Narcissistic Personality Disorder
The essential feature of Narcissistic Personality Disorder is a pervasive pattern of
grandiosity, need for admiration, and lack of empathy that begins by early adulthood and is
present in a variety of contexts. These individuals routinely overestimate their abilities and
inflate their accomplishments, often appearing boastful and pretentious. The may blithely
assume that others attribute the same value to their efforts and may be surprised when the
praise they expect and feel they deserve is not forthcoming. These individuals may feel
that they can only be understood by, and should only associate with, other people who are
special or of high status and may attribute "unique", "perfect", or "gifted" qualities to those
with whom they associate. They believe that their needs are special and beyond the
understanding of ordinary people. Their own self-esteem is enhanced by the idealized
value that they assign to those with whom they associate. They are likely to insist on
having only the "top" person (doctor, lawyer hairdresser, instructor) or being affiliated with
the "best" institutions, but may devalue the credentials of those who disappoint them.
The self-esteem of these individuals is almost invariably very fragile. They may be
preoccupied with how well they are doing and how favorably they are regarded by others.
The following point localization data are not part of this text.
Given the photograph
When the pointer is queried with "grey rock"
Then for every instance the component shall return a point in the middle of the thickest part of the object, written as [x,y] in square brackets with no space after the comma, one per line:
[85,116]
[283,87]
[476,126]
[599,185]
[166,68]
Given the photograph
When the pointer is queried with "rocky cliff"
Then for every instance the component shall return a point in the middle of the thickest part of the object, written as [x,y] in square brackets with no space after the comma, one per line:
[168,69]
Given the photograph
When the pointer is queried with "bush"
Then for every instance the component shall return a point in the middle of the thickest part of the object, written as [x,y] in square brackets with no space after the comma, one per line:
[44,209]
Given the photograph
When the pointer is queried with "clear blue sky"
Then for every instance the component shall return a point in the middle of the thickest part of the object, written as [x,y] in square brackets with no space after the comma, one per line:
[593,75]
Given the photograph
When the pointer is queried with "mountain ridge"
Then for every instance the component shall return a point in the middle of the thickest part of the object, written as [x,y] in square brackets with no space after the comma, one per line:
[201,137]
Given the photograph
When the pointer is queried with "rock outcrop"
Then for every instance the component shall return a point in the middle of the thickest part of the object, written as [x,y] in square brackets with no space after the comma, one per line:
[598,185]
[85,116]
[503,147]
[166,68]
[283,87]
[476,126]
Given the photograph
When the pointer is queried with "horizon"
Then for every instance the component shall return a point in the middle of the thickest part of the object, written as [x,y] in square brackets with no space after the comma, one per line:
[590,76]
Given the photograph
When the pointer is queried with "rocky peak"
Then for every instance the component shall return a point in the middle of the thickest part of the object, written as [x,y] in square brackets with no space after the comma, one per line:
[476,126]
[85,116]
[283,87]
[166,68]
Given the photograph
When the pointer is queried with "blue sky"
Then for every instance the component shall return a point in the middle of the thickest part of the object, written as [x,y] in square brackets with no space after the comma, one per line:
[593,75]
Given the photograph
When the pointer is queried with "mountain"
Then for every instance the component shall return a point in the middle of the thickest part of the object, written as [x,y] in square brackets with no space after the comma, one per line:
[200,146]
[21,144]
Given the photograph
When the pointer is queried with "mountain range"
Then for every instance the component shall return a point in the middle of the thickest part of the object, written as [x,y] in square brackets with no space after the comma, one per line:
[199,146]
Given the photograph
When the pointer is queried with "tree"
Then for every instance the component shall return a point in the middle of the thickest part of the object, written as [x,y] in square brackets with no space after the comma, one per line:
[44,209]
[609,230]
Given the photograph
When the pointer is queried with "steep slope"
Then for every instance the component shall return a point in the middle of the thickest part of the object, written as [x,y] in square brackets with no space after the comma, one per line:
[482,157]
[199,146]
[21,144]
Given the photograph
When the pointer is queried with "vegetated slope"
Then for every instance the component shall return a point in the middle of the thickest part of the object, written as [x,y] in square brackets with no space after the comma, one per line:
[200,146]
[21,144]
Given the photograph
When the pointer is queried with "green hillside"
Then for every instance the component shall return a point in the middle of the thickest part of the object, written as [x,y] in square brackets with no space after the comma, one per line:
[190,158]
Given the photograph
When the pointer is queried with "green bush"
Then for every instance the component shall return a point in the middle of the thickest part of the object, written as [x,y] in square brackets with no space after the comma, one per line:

This often takes the form of a need for constant attention and admiration. They may
expect their arrival to be greeted with great fanfare and are astonished if others do not
covet their possessions. They may constantly fish for compliments, often with great
charm. They also expect to be catered to and are puzzled or furious when this does not
happen. For example, they may assume that they do not have to wait in line and that their
priorities are so important that others should defer to them, and then get irritated when
others fail to assist "in their very important work". They expect to be given whatever they
want or feel they need, no matter what it might mean to others. They tend to form
friendships or romantic relationships only if the other person seems likely to advance their
purposes or otherwise enhance their self-esteem.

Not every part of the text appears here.